The increase in the FLI snapped four straight months of deceleration after peaking at 78.5 in March. Its considerable one-month increase comes despite continued concern supply chain and pricing issues. The FLI has been at least in the 60s each month beginning with September 2020.

"Commentary pointed to a strong supply-demand imbalance, labor shortages, accelerating pricing, and overseas supply chain difficulties.," commented R.W. Baird analyst David J. Manthey, CFA, about the latest FDI readings. "Net, the FDI suggests August market conditions moderated some from July, although once again due more to labor/supply chain challenges than demand."

Of the FDI’s factoring indices, respondent inventories saw the biggest month-to-month change, by far, with a 16.7-point decline from July to a mark of 36.5. That followed a 19.3-point jump from June to August, suggesting considerable volatility. Customer inventories fell 10.0 points to 7.7; Sales fell 7.7 points to 66.7; Employment fell 7.5 points to 53.8; and Year-to-Year pricing dipped 2.2 points to 96.2. As far as gains, Supplier Deliveries increased 3.3 points to 90.4; and Month-to-Month Pricing increased 3.3 points to 90.4.

Manthey noted that FDI survey commentary continued to focus on key themes of supply chain havoc and labor shortages.
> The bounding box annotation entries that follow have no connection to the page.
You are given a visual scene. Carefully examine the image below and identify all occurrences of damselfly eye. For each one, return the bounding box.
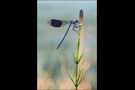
[76,20,78,23]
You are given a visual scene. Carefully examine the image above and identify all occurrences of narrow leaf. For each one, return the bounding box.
[77,70,82,81]
[72,52,76,62]
[78,68,84,85]
[78,54,83,63]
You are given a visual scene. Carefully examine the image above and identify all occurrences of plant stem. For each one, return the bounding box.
[76,24,82,90]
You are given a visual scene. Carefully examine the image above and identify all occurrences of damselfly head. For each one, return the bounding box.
[76,20,79,23]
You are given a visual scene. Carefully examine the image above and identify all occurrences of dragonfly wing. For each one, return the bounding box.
[47,19,70,27]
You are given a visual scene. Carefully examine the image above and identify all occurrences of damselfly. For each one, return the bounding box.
[47,19,79,49]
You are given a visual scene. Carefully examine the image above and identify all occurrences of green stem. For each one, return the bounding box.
[76,25,82,90]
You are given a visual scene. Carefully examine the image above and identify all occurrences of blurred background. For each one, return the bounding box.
[37,0,97,90]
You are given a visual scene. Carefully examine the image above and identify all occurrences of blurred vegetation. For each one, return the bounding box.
[37,1,97,90]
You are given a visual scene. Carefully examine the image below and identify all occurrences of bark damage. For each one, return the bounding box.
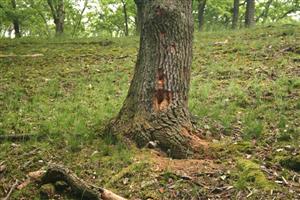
[106,0,207,158]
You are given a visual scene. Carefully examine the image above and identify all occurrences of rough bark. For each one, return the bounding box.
[198,0,206,31]
[245,0,255,28]
[11,0,22,38]
[232,0,240,29]
[122,0,129,36]
[134,0,145,34]
[106,0,201,158]
[47,0,65,36]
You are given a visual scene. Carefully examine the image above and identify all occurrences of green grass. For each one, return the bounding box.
[0,25,300,198]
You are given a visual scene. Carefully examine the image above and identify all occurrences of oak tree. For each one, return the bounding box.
[107,0,202,158]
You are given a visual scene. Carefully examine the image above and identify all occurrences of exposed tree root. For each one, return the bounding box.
[104,108,209,159]
[41,165,125,200]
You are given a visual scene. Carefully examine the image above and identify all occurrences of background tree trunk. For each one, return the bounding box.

Here’s a sample of anonymous distributor comments:

“Continued supply chain challenges due to port/rail congestion, raw material availability. Labor remains scarce.”
“Overseas supply chain delays continue to be a big problem.”
“In my 30+ years in the business I don't think I have ever had such a difficult time meeting demand.”
“With delay in imported material and computer chips our sales are down by as much as 15% and doesn't look like it is going to improve anytime soon.”